There is no way to sugar-coat the way I felt—it hurt. I am an individual, with thoughts and opinions, expressions and features that are all my own. Some things she thought were funny/silly/stupid/good/bad and I didn’t agree. There are still so many things that we did have in common. I did worry about where the W’s mind was when he took a liking to me so soon after she passed away. Was he out of his mind? Was he really into me or was he just needing that attention and affection? Did he like me because I knew her and knew how much he loved her a missed her? Did he pick me because I just happened to be available at that time? Did this happen because God has a plan for us? So many questions that I had no answer for.

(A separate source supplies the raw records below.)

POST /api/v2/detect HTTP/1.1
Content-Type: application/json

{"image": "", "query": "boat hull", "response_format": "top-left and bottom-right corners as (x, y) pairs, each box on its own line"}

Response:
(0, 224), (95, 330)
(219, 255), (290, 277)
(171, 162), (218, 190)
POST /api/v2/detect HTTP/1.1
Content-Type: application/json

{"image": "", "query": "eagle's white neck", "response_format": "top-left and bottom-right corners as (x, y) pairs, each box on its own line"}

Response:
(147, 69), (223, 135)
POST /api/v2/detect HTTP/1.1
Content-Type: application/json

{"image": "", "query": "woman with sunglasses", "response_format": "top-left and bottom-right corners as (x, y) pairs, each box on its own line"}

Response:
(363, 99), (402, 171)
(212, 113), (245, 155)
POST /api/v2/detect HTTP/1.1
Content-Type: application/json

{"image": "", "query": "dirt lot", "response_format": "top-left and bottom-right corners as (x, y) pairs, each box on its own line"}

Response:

Her family had and still has a hard time with us. At first, they felt like I was robbing Matt of his grief. They thought, “Well, Molly has a bubbly personality, and so did LW, so maybe she just temporarily fills that hole for him.” They loved her with everything they have, and are more traumatized by this because of her surprise death at the young age of 26. At her funeral, and most funerals, the clear message was how wonderful, sweet, kind, loving, joyful she was. Now, throw in that her husband, six weeks later, has a new lady in his life. She (me) can never be a perfect as this woman that hundreds of people are mourning. She doesn’t hold a candle to this icon that reigns with perfection of womanhood, marriage, loyalty, etc. She is the bad guy and has taken this precious dedication of life of the LW and smashed it into the ground. At least, that’s how they may have seen it.

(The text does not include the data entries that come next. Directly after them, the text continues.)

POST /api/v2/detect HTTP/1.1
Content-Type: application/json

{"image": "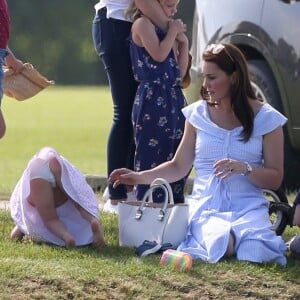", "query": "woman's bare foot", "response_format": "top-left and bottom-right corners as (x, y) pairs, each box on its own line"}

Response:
(10, 226), (25, 242)
(91, 219), (105, 248)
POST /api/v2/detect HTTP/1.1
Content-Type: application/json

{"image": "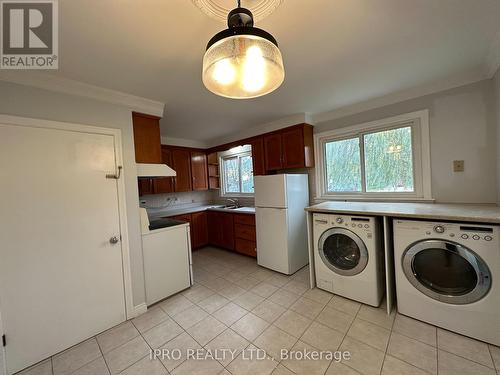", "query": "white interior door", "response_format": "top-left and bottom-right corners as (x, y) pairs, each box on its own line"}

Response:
(0, 124), (125, 374)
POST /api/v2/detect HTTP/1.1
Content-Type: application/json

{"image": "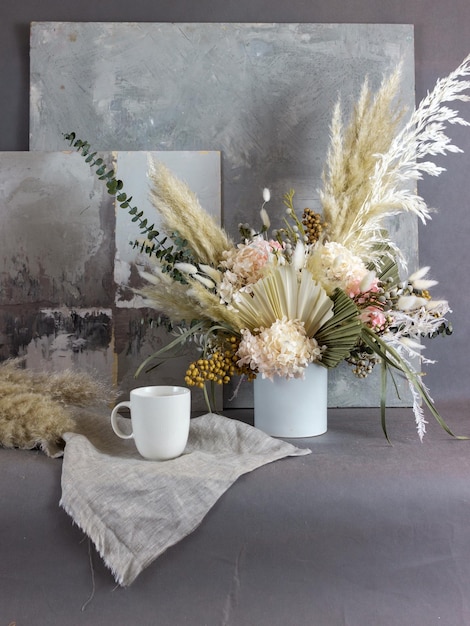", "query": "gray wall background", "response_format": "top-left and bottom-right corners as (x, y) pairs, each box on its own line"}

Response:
(0, 0), (470, 401)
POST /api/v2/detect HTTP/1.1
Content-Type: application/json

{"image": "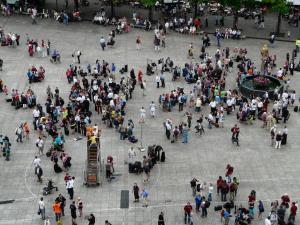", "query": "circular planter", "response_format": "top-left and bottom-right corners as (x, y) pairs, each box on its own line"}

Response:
(239, 75), (283, 99)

I’ve coped with being compared to her and to not ever being able to match up to her for them. That is something I will never be able to be compared to, nor do I want to. However, when it comes to my boyfriend, he has ended comparing us. He has seen that I am me, individually me, with my quirks, passions, desires and dreams that are all mine and he loves me for that. Originally, I appealed to him because I was available, but over some time and deep thought on this situation, he began to love me as me, not because I was her friend.
I think many of the comparisons are all in our heads. For example, I would imagine he was thinking about her when I was helping him cook in her kitchen and judging me lesser cooking skills. I would imagine he was thinking about her when a love song would play. I would imagine he was thinking about her when he was intimate with me comparing our body differences. I would ask questions about her and then i wish i didn’t know because I would them have more ammunition to compare myself to her.
He is still very close with her family. When I attended their events I would imagine they were comparing me to her and thinking I wasn’t good enough for him. My W carried a picture of his LW in his wallet. It’s her picture from the year they met. She’s absolutely beautiful. This picture made me feel so inadequate. I was never that beautiful in my youth. Or at least I never felt I was. But who knows if she felt the same about herself. We are all pretty insecure and self conscious.
I realize now that was only my own insecurities coming out. Thinking back I can’t recall anyone ever actually comparing us, at least not to my face. It really was all in my imagination. i was really the only one comparing the two of us. It’s all that negative self talk that we GOW’s have to stop ourselves from dwelling on.